The proposed law, 74 articles, provides for strict rules for the labelling and packaging produced with biodegradable materials. It does not define a lawful process of obtaining local seeds and obliges them to give a timely follow-up from that are the seed until the grass reaches the hands of the consumer, as well as to make laboratory tests prior to marketing the product. The organizations claim that they generate an “effect Monsanto” because the requirements are virtually impossible for small producers and favour large foreign capital inflows. The law establishes at the same time locks that secure a limit of 20% in the share capital of foreign companies, a negative point for the transnational’s foreign cannabis concerned in Mexico.

it was Also necessary to reform the Penal Code to stop investing State resources to prosecute and imprison farmers and consumers, guidelines that are not clear in the wording of the proposal. The point to legalize it just decriminalize it, say the specialists. Other restrictions border on the absurd, such as the prohibition of consumption for pregnant women and breastfeeding, which do not exist for other products harmful to health and that the State can hardly monitor. “Requirements are arbitrary which have not been established in any other place in the world”, points out Sánchez. All the regulatory aspects could be taken by the National Institute of Cannabis, a decentralized body of the Secretariat of the Interior.

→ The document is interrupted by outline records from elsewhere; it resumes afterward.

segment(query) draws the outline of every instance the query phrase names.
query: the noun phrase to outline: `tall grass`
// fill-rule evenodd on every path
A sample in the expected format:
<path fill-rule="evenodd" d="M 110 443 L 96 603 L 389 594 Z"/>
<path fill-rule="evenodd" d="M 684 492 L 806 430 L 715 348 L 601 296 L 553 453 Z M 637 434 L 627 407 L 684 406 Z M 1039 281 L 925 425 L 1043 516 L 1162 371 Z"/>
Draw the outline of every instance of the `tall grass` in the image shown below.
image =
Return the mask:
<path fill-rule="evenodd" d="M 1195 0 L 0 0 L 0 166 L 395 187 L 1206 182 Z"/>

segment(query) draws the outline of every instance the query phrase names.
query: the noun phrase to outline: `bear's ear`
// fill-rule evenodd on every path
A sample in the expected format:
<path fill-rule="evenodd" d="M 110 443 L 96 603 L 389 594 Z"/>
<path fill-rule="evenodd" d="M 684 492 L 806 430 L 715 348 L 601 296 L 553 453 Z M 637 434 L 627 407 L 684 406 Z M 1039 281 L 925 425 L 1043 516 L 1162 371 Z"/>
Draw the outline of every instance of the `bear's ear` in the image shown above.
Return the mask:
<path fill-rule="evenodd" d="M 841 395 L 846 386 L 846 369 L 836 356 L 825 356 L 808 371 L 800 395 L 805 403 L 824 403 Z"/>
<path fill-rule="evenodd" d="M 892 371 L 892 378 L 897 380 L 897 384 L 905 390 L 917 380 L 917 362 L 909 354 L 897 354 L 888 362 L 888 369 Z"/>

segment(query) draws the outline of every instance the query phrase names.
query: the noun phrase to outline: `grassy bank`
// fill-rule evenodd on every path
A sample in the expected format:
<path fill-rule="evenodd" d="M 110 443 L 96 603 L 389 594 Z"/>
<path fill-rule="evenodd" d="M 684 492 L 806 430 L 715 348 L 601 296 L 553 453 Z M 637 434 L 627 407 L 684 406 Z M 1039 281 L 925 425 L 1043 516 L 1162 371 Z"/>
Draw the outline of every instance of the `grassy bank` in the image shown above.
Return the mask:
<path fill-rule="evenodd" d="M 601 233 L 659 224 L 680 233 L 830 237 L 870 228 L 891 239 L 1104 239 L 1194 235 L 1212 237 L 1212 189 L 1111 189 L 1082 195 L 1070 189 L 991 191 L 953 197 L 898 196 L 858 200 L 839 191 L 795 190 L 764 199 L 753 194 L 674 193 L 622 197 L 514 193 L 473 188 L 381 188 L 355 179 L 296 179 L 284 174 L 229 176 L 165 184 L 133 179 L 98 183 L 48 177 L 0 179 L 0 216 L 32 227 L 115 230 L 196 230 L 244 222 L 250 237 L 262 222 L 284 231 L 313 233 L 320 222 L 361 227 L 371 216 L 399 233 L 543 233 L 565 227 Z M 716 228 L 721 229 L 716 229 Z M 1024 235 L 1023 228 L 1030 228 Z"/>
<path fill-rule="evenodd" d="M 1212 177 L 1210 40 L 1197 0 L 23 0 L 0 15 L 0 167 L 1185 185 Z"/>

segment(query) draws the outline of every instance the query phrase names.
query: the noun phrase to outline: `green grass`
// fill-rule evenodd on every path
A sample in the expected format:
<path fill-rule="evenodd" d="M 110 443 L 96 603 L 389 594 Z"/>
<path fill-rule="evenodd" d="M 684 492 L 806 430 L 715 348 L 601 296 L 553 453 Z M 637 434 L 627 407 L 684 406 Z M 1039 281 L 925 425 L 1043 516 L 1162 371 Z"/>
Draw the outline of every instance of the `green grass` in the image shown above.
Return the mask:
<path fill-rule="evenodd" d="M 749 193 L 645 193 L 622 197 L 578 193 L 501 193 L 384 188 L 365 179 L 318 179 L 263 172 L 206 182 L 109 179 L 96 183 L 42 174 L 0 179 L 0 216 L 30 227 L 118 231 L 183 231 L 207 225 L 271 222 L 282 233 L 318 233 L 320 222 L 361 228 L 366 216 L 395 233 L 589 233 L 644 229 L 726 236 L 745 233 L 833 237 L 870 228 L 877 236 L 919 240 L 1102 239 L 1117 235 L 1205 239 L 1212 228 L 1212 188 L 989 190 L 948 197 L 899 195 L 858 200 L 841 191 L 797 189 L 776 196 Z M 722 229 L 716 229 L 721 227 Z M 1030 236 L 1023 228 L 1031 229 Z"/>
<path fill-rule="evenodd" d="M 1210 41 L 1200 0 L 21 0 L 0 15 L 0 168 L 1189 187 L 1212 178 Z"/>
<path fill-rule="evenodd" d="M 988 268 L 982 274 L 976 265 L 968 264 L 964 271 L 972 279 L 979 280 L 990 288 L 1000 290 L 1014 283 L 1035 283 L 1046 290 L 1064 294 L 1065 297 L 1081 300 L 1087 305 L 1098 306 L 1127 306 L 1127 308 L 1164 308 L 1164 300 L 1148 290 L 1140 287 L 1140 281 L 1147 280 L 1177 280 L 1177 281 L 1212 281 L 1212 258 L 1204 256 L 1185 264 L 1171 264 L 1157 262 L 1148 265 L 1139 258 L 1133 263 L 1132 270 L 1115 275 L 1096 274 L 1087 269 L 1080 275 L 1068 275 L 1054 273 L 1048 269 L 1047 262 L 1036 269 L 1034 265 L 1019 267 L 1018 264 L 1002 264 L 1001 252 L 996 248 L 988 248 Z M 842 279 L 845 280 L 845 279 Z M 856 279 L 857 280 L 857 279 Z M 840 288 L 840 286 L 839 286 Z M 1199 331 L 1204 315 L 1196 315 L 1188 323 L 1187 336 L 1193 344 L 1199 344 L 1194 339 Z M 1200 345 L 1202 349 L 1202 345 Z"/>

large companies, especially canadian, have not hidden their interest in Mexico by the size of the market and by the low costs of production. In July 2018, the former president, Vicente Fox, became a member of the board of the canadian Khiron Life Sciences, that aims to be “a leader in the market of cannabis Latin american”. Aurora Cannabis, another Canadian company, announced in December last year the purchase of Pharmacies for Lectures, the first firm that obtained the permission to import raw materials with tetrahidrocannabidol (THC) to Mexico.

“Mexico is ready to be the largest country in the world with a market of cannabis for medical and recreational. This certainly will bring an opportunity in the short term and the future,” he told The Sun of Mexico Antonio Droghetti, director of Canopy Latam, the Latin american sister to the canadian Canopy Growth, which he received in 2018 with an investment of 4,000 million dollars of Constellation Brands, the company that sells Corona beer in the united STATES. In the middle of this year made public the creation of the Promoter Group of the Cannabis Industry —which brings together more than 25 companies, institutes and private investors, which has been in contact with the senators and has participated in forums to promote the interests of the industry.

“The idea is not to reject the money for the fact that they are investments from abroad,” explains Snapp. “We don’t want to be another industry that use cheap labor and mexican lands, and takes the profits and benefits out,” adds the political scientist. For Snapp, the success of a new law should be measured from how many people and resources that are part of the illegal market are in transit to the legal market.

After the new legislative hurdle, the Supreme Court must issue a general declaration of unconstitutionality. The matter will take turns to one of the ten ministers, who shall develop a draft law just on the articles that were declared unconstitutional. There is a definite time-frame for this. This project must be finally approved by a majority of eight ministers. And yet the legalization integral of marijuana in Mexico is still in the air.